Chiarisco subito la mia posizione: sono da sempre una fan di Roberto Burioni, che ritengo professionista serio e competente e, in tutta trasparenza, ammetto anche di divertirmi parecchio quando “blasta laggente”.
Confesso inoltre una certa intolleranza nei confronti dei cosiddetti “cittadini informati” che, forti della loro laurea all’università della vita, si curano con polvere di unicorno.
Questo fa di me una snob, elitista, classista in perfetto stile Tom Wolfe?
A mia discolpa posso dire di non aver mai votato Pd, con buona pace di chi, a cadenza ciclica, mi accusa sui social di essere una “pidiota”.
Detto questo, mi pare evidente, addirittura cristallino, che sia stata una certa spocchia “di sinistra” a creare il fenomeno pentaleghista, e che tutti i Burioni, i Saviano, i Serra, i Carofiglio e gli intellettuali radical chic di questo Paese contribuiranno a far governare i gialloverdi non per 5, ma per 30 anni.
Il pensiero è stato espresso ieri all’Assemblea Pd da Dario Corallo (giovane candidato alle Primarie che sfida i big del partito) attraverso un’esternazione discutibile, grossolana, quasi oltraggiosa ma frutto di una riflessione critica che colpisce nel segno: il 99% delle persone semplicemente non può competere, ma il Piddì ha preferito raccontare il restante 1%, e quel 99 lo ha umiliato come “un Burioni qualsiasi” che si diverte a bulleggiare chi ha espresso semplicemente un dubbio.
Ha picchiato ancora più duro, sempre all’Assemblea Pd, Katia Tarasconi, consigliera regionale Emilia Romagna: “Lo spazio a Salvini e ai 5 Stelle lo abbiamo lasciato noi, con le nostre divisioni, correnti, e soprattutto con la nostra presunzione […] Dovremmo provare a dimostrare di essere una squadra e non un agglomerato di singoli presuntuosi, arroganti e spesso auto-referenziali”.
Prima di loro, e col vantaggio di avere a disposizione un libro intero per argomentare, Carlo Calenda, a mio modesto parere uno dei pochi nel Pd ad aver mantenuto una certa lucidità (o quanto meno a non aver paura di esprimerla): in Orizzonti Selvaggi (che consiglio a tutti i rivoluzionari da salotto di stampo renziano) ha avanzato la stessa critica nei confronti di un partito che si è allontanato troppo dagli elettori, dimostrandosi incapace di comprendere la profondità delle loro inquietudini.

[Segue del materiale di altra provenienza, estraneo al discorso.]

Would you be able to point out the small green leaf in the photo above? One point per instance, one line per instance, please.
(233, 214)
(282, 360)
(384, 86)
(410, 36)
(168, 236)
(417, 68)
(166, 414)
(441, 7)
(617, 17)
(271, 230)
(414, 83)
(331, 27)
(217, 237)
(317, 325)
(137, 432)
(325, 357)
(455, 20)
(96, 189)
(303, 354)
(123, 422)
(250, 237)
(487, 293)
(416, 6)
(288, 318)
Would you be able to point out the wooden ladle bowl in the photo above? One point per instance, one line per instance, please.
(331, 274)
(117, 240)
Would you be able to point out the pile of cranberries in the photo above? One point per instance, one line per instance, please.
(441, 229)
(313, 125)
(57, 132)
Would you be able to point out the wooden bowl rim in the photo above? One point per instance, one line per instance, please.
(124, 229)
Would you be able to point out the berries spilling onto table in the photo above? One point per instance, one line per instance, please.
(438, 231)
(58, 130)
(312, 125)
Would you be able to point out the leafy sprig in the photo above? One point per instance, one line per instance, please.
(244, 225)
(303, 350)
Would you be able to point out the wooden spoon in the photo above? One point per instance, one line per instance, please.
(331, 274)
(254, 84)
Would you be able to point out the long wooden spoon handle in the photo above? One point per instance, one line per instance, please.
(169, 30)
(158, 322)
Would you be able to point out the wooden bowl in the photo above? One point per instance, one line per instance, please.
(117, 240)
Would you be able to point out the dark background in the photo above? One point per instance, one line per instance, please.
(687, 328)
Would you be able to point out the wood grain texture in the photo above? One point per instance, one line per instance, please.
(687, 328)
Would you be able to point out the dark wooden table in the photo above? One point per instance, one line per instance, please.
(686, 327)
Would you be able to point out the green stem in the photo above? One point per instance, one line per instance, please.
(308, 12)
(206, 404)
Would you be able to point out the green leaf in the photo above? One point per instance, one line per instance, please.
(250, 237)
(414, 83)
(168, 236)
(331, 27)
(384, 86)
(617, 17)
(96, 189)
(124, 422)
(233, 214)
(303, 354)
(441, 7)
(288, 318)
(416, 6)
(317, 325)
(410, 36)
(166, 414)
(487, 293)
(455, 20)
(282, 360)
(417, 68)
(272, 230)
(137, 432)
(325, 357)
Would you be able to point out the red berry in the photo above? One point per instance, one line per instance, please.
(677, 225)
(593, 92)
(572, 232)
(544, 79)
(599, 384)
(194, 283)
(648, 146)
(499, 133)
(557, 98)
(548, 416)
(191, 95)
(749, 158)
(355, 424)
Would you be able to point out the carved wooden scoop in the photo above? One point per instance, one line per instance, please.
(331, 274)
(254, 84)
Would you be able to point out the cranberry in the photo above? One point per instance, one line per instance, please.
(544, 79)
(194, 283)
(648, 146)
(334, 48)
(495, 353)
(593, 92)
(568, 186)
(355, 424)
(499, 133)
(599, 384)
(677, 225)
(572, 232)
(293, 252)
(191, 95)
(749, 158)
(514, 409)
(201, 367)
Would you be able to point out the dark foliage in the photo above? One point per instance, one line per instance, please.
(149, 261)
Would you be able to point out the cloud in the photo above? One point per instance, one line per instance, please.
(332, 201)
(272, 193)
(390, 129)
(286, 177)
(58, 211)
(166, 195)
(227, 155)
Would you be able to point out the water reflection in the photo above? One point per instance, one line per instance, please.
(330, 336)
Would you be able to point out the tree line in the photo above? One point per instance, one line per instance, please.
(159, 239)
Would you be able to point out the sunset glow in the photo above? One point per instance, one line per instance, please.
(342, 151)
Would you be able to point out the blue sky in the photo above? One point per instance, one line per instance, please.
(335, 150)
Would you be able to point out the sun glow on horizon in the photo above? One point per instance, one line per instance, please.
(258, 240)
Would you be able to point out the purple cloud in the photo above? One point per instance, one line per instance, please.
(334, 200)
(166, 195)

Propongo qui uno dei passaggi più significativi:
Il M5S è diventato il primo partito, candidando come presidente del Consiglio un giovane di 31 anni privo di qualsiasi rilevante esperienza professionale. Luigi Di Maio è stato attaccato su questo punto dai partiti tradizionali di destra e di sinistra per tutta la durata della campagna elettorale. Un grave errore. La democrazia non si fonda sul cv, ma sulla rappresentanza, e le elezioni non sono un colloquio di lavoro. La rappresentanza non dipende dalla competenza tecnica ma dalla capacità di essere in contatto con la società. Attaccando Di Maio da questa prospettiva i partiti tradizionali hanno confermato il loro distacco dalla realtà.
La casta intellettuale di sinistra, del tutto incapace di fare autocritica, che attacca sui congiuntivi invece che sui contenuti, pure essendosi alienata il consenso della maggioranza continua a rifiutare di sintonizzarsi sul comune sentire del popolo, nella perenne convinzione di non essere lei a sbagliare ma che siano gli elettori a non capire.
E proprio sulle ceneri del “metodo Burioni” è nata la Terza Repubblica, sui resti di chi, forte di una sedicente superiorità intellettuale, l’ha usata per schernire la massa, trattando gli ignoranti con superiorità, credendo di poter travolgere la stupidità con l’ironia.
Per dirla con Nanni Moretti: “Con questi dirigenti, non vinceremo mai”.
Per dirla con la sopracitata Katia Tarasconi: “Ritiratevi tutti”.